Databricks Adds Serverless NVIDIA GPUs

Databricks launches AI Runtime, offering serverless NVIDIA GPUs for simplified AI model training and fine-tuning directly within the Lakehouse.

3 min read
Databricks logo with NVIDIA GPU imagery
Image credit: StartupHub.ai

Databricks is bringing scalable, serverless NVIDIA GPUs directly to its Lakehouse platform with the introduction of its new AI Runtime. This move aims to eliminate the infrastructure headaches typically associated with training and fine-tuning complex AI models, particularly large language models (LLMs).

The company announced the public preview of the AI Runtime (AIR), which provides on-demand access to NVIDIA A10 and H100 GPUs. Users can now configure these GPUs within their Databricks notebooks in just a few clicks, avoiding the need to provision and manage their own clusters. This aligns with Databricks' broader push towards simplifying data operations, as seen in their prior Databricks Serverless Simplifies Data Ops initiatives.

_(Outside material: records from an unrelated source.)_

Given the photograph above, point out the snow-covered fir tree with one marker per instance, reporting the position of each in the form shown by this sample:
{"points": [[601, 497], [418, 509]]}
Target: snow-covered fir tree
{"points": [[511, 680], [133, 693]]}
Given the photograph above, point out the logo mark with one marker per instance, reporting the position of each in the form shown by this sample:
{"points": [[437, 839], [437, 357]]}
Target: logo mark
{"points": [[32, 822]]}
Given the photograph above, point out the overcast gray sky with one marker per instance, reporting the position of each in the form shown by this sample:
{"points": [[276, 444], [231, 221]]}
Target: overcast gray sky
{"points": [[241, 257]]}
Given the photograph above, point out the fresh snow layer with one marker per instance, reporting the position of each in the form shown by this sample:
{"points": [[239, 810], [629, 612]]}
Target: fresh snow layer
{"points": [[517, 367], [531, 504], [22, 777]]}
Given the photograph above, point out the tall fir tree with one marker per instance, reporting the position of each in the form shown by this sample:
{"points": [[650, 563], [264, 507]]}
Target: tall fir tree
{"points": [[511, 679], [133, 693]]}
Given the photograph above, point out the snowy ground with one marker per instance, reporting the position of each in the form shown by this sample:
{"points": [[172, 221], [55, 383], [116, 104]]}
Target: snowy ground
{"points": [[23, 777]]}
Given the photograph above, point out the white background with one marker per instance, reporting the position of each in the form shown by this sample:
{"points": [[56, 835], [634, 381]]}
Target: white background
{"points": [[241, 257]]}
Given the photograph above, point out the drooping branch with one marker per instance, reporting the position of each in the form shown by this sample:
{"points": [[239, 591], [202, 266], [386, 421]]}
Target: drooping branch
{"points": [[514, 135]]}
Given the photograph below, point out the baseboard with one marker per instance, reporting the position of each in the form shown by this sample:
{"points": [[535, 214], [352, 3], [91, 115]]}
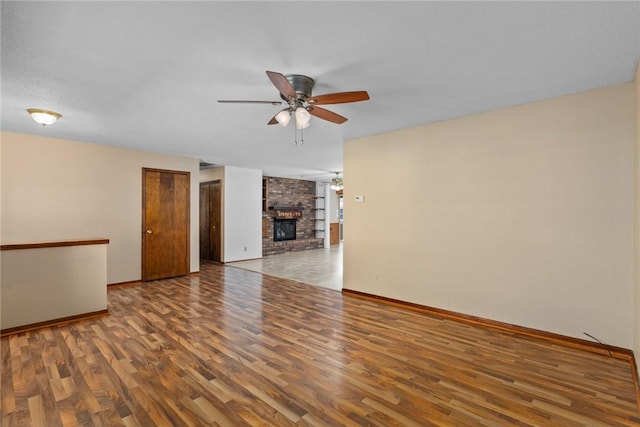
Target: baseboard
{"points": [[53, 322], [123, 284], [594, 347], [590, 346]]}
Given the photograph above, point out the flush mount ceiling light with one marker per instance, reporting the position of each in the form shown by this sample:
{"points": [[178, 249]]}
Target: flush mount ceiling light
{"points": [[43, 117], [283, 117], [336, 183]]}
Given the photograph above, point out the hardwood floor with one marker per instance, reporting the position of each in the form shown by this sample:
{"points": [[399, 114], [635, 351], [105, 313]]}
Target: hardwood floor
{"points": [[232, 347]]}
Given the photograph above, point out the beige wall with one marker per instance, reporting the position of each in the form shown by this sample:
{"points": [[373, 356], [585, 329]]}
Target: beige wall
{"points": [[68, 281], [522, 215], [54, 189]]}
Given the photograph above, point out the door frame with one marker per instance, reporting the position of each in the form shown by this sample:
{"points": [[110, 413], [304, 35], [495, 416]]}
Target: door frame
{"points": [[220, 229], [143, 224]]}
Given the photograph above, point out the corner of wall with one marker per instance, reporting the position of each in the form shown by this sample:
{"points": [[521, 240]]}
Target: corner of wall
{"points": [[636, 250]]}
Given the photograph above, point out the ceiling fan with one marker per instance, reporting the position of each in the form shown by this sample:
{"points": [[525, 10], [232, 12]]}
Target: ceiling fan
{"points": [[295, 90]]}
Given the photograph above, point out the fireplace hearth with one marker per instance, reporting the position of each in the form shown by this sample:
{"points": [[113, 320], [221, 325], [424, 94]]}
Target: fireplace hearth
{"points": [[284, 229]]}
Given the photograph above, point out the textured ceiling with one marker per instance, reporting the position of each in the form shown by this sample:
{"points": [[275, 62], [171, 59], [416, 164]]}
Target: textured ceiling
{"points": [[147, 75]]}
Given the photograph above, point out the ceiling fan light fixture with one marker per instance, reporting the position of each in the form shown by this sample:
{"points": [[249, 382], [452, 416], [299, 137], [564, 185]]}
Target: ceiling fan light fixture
{"points": [[283, 117], [302, 118], [43, 117]]}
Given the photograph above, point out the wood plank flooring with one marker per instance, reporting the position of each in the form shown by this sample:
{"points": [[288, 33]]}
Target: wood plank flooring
{"points": [[232, 347]]}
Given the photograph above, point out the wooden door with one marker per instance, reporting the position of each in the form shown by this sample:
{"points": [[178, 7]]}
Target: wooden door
{"points": [[210, 220], [165, 223]]}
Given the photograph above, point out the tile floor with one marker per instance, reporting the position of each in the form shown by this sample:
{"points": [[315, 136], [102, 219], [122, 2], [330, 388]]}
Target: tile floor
{"points": [[319, 267]]}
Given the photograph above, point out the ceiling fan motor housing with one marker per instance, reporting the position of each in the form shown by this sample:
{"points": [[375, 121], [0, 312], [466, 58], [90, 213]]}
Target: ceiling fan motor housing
{"points": [[301, 84]]}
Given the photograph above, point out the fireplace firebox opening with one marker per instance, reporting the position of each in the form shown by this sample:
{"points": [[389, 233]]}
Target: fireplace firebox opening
{"points": [[284, 229]]}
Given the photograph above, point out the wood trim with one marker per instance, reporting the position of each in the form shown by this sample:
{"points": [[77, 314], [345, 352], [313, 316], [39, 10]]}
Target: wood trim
{"points": [[53, 322], [636, 380], [54, 244], [594, 347]]}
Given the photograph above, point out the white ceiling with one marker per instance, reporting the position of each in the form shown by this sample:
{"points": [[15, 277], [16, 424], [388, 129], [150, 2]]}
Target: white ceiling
{"points": [[147, 74]]}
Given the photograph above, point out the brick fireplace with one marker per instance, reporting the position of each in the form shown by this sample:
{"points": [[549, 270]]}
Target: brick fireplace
{"points": [[293, 200]]}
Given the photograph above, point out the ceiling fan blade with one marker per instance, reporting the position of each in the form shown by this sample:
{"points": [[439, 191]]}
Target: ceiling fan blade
{"points": [[273, 120], [242, 101], [339, 97], [321, 113], [282, 84]]}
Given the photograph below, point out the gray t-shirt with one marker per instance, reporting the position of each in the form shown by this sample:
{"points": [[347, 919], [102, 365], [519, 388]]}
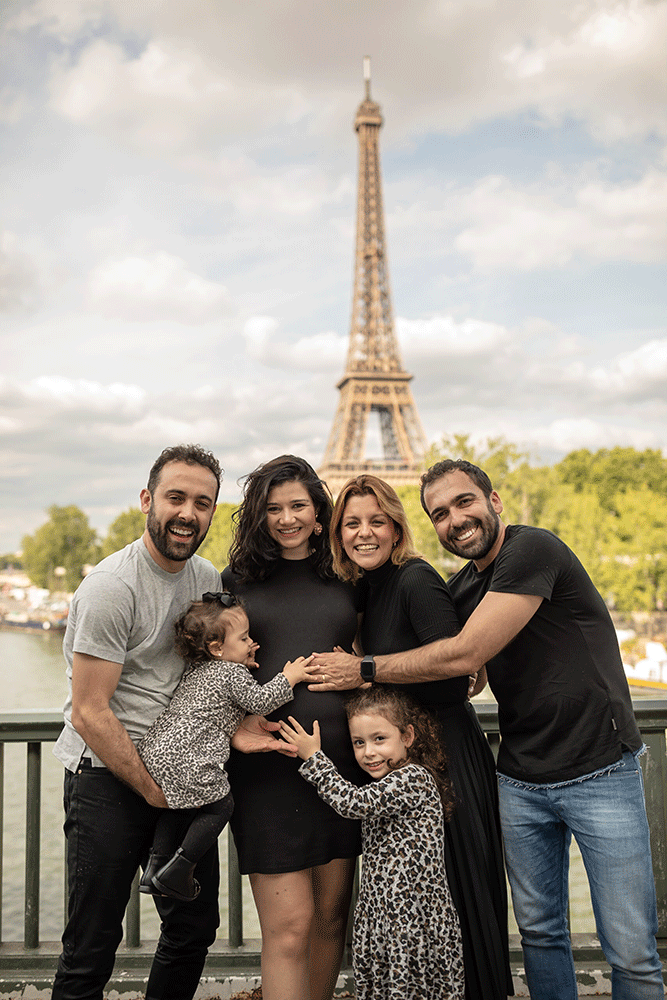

On-Demand Power for AI Model Training

Traditionally, deep learning researchers and engineers spend significant time wrestling with GPU procurement, environment configuration, and data loading bottlenecks. The AI Runtime is designed to abstract away these complexities, allowing teams to focus on model development rather than infrastructure troubleshooting. This is a critical step for organizations looking to leverage advanced AI model training platforms.

AIR comes pre-loaded with essential deep learning frameworks like PyTorch and CUDA, along with optimized support for distributed training libraries such as Ray and Hugging Face Transformers. This "batteries included" approach means users can start training immediately, whether they are working on computer vision models, LLMs, or recommendation systems.

For production-ready workloads, the AI Runtime integrates with Databricks' Lakeflow orchestration tools and supports Declarative Automation Bundles (DABs) for CI/CD pipelines. This ensures that model training and fine-tuning can be tightly synchronized with existing data pipelines and production systems.

Integrated Governance and Observability

A key advantage highlighted by Databricks is the native integration of AI Runtime with the Lakehouse. This means GPU workloads run directly where the data resides, simplifying governance and observability. Unity Catalog provides centralized access controls and lineage tracking, while MLflow offers built-in experiment management and automatic tracking of GPU utilization.

This unified approach ensures that AI workloads remain within the enterprise data perimeter, offering robust security and compliance without sacrificing flexibility. Databricks' ability to handle massive datasets is further underscored by features like those enabling Databricks AI Runtime.

Partnership with NVIDIA

The collaboration with NVIDIA is central to this offering. By integrating the latest NVIDIA hardware, including H100 GPUs, Databricks aims to provide customers with cutting-edge performance for their most demanding AI tasks. NVIDIA sees this as a crucial step in enabling broader AI adoption across industries.

Databricks is also looking ahead, mentioning continued partnership to bring future NVIDIA technologies, such as the RTX PRO 4500 Blackwell Server Edition, to their platform.

The public preview of AI Runtime is now available, with template notebooks and starter guides provided to help users get started quickly.